Kyle Gibson’s Success and Health Are Key to Minnesota Twins Revival
Once referred to as the top pitching prospect in the Minnesota Twins’ farm system, Kyle Gibson’s journey to the major leagues has not always gone according to plan. Now over a year removed from Tommy John surgery, Gibson is preparing for his first season as an integral part of the Twins pitching rotation.
The rotation has seen its fair share of changes this off-season with new faces like Rich Harden, Kevin Correia, Vance Worley, and Mike Pelfrey joining a pool of returning pitchers led by Scott Diamond, to form a starting pitching staff with its fair share of question marks. Gibson and Twins General Manager Terry Ryan, however, believe that Gibson’s return to the rotation is a major step in the right direction for turning around the Twins’ tumultuous pitching staff.

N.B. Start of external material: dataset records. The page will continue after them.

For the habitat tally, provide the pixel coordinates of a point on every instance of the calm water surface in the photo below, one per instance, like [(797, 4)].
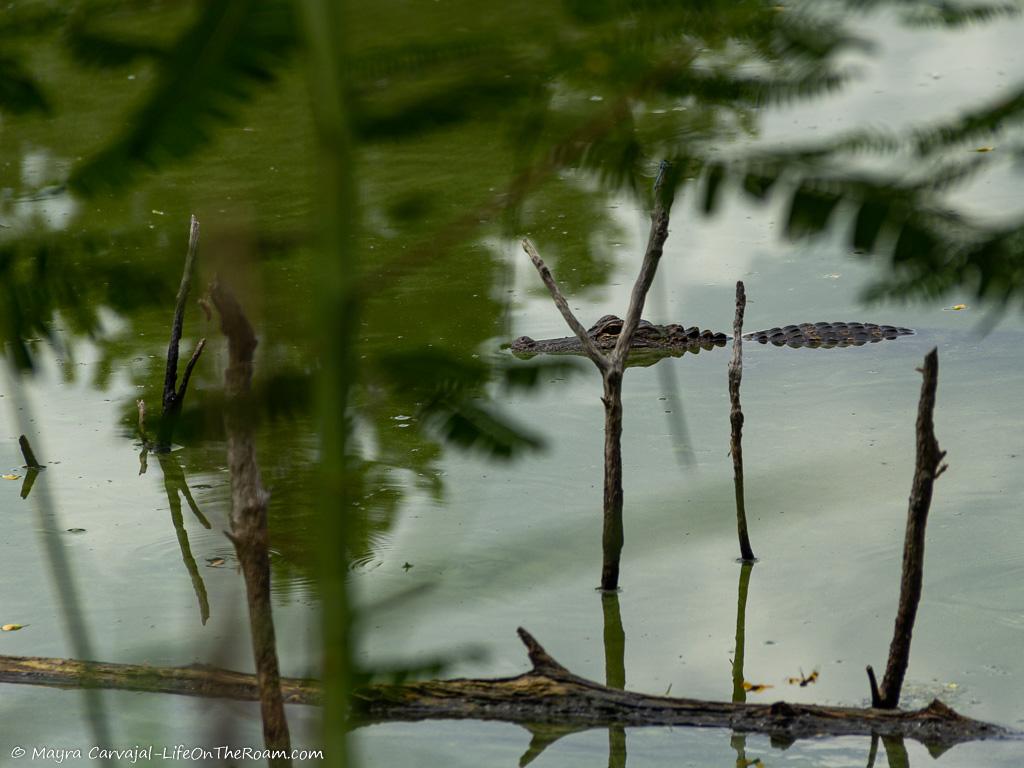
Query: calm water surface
[(828, 445)]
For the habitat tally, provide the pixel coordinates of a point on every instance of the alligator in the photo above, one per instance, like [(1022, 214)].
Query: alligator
[(674, 339)]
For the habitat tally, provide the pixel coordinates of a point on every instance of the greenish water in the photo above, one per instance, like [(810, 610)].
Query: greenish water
[(828, 446)]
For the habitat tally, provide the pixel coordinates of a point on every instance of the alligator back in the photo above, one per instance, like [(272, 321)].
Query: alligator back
[(826, 334), (675, 339)]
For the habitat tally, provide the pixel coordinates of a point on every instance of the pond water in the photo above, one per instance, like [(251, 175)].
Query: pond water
[(486, 548)]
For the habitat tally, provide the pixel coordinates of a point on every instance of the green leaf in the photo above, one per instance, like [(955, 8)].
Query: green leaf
[(232, 47), (18, 91), (98, 49)]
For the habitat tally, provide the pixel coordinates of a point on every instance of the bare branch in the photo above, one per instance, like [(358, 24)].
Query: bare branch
[(651, 257), (589, 347), (171, 373), (192, 364), (926, 471), (736, 421)]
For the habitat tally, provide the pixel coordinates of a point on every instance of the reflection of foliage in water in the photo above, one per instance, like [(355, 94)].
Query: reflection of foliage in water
[(518, 120), (524, 120)]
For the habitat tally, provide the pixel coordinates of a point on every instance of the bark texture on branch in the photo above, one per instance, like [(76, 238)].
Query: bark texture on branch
[(736, 421), (550, 693), (546, 695), (612, 366), (249, 512), (928, 467), (174, 394)]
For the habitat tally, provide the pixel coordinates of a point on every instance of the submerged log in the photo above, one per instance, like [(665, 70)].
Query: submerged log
[(548, 695)]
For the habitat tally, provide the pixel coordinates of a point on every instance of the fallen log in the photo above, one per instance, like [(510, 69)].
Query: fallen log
[(547, 696), (549, 693)]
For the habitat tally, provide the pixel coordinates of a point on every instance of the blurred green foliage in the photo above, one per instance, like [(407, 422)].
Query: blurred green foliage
[(469, 124)]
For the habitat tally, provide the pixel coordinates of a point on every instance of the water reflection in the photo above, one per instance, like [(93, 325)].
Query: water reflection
[(614, 670), (176, 486), (738, 740)]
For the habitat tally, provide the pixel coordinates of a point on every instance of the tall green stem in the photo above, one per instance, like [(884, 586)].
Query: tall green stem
[(325, 26)]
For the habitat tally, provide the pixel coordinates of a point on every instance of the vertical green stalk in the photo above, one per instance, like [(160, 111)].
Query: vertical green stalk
[(337, 272), (47, 523)]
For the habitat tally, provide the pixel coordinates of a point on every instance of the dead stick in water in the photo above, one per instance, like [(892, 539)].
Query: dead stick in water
[(612, 368), (249, 512), (929, 467), (173, 394), (736, 419)]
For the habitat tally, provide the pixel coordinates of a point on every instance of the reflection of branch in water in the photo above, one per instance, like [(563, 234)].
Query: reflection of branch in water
[(738, 692), (62, 581), (175, 484), (896, 752), (30, 479), (614, 671), (872, 754), (32, 466), (738, 740)]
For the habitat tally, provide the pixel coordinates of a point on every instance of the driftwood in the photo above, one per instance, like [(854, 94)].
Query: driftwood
[(249, 513), (736, 422), (612, 366), (548, 695), (929, 467)]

Ryan referred to Gibson as, “A pitcher with three ‘plus pitches’: his fastball, slider and change-up.” Gibson has always had the talent to compete at the major league level, which led to his selection at number 22 overall by the Twins in the 2009 Amateur Draft and being named Twins Minor League Pitcher of the Year in 2010; however it was the elbow injury—and subsequent surgery on Sept. 9, 2011—that has put into question Gibson’s future as a stalwart in the Twins rotation.
“I had always been used to a 108-109 pitch limit throughout college, so the type of soreness I was feeling (in elbow) was not something I hadn’t experience before” Gibson stated when describing how his elbow felt after he suffered the injury in Aug. of 2011. “One day my elbow would feel better and the next day it would be sore again and so the doctors and I decided that I should go get it checked out; that’s when they discovered I had a stress fracture in my ulna bone” recalled Gibson.
Gibson preached optimism about his recovery and states that he feels confident in his arm and is not hesitant to “cut it loose” this season; a season in which the Twins could use his production and health to stabilize a rotation for the future. Ryan believes the Twins will use an inning limit similar to the one that the Washington Nationals used with pitcher Stephen Strasburg this past season while easing Gibson back into action. When asked about an inning estimate for the season, Ryan stated that he believed Gibson would pitch, “Between 130 and 150 innings, but a lot depends on the type of outings—5 innings versus 7 innings—that he has and how his arm feels”
It is clear that the future of Gibson still looms large in the plans and future for the Twins’ pitching staff. Gibson’s growth and return could provide a bright spot for the Twins during a season that may be closer to 90 losses than 90 wins. Many pitchers undergo this type of surgery and it is not uncommon for those pitchers to come back stronger than before. The talent was there before the injury and from all indications, it hasn’t gone anywhere.
Gibson went 3-2 with a 5.40 ERA while striking out 28—compared to only 8 walks—over 23.1 innings in six games started in the Arizona Fall League. While the ERA may not look impressive, the strikeouts do leave room for optimism as Gibson regains his confidence and form. I look for Gibson to have a solid debut season for the Twins this year, providing much needed optimism for a future rotation of Worley, Gibson, Diamond and highly touted prospects Trevor May and Alex Meyer.